I just tasted a cider I did last night. I used Woolworths Apple & Blackcurrent and Apple juice with 250 grams of coconut sugar. Fermented with CL23.

Came out at 4.8% and tastes incredibly neutral. It is really lacking flavour. You smell it, you think yep, wine, yep OK - cider. But the taste is so muted. It is dry but not harsh, just watery. 

The last batch I did I used a beer yeast, about 250g of rice maltose and some sodium saccharine. I appreciated the sweetness in that batch but did not like the subtle malt flavours. 

Not sure which I prefer now. Next time I think I will try to condense down the juices by boiling, perhaps? And then a little sodium saccharine again, with CL23.


----------



## manticle (13/10/14)

If you boil, you'll get something like stewed apple.


----------



## Forever Wort (13/10/14)

I am thinking of boiling 2 litres of juice and mixing that with another 18 litres of unadulterated juice.


----------



## Airgead (13/10/14)

Forever Wort said:


> Not sure which I prefer now. Next time I think I will try to condense down the juices by boiling, perhaps? And then a little sodium saccharine again, with CL23.

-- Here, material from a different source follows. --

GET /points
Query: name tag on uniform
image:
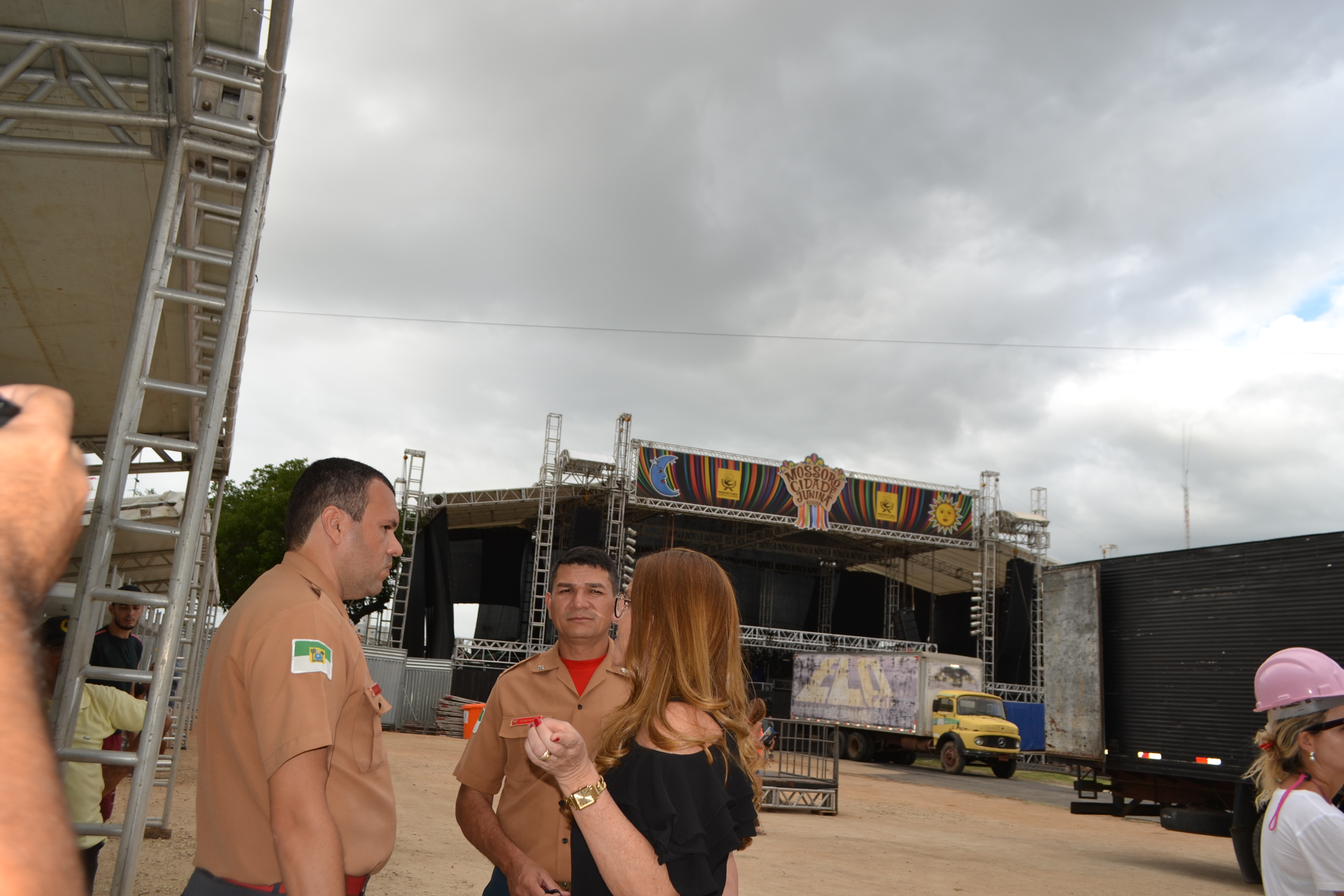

That would be a Very Bad Idea. Apple sauce.

Great if you want apple sauce. not so good if you want cider.

The best (only) way to get more apple flavour in cider is to use better apples. Ones with flavour. Cheap juices are generally from cheap apples which are basically bags of sugar water.

A lot of cheap commercial ciders use cheapo juices and concentrates then add back an over the top apple flavour using essences. You could try that sort of thing but its probably only economical at scale.

Cheers
Dave


----------



## Forever Wort (13/10/14)

Cheers Dave, how about the post above that, boiling say 10% of the juice? Ever done that?


----------



## TimT (13/10/14)

Luke noooooooooooooooooooooo!

You'll probably get a little more flavour by allowing the cider to age, and more on top of that by using a better quality product - ie, juice from fresh apples, even if you only use them as an adjunct. Boiling will cause an already poor quality product (juice) to lose more quality.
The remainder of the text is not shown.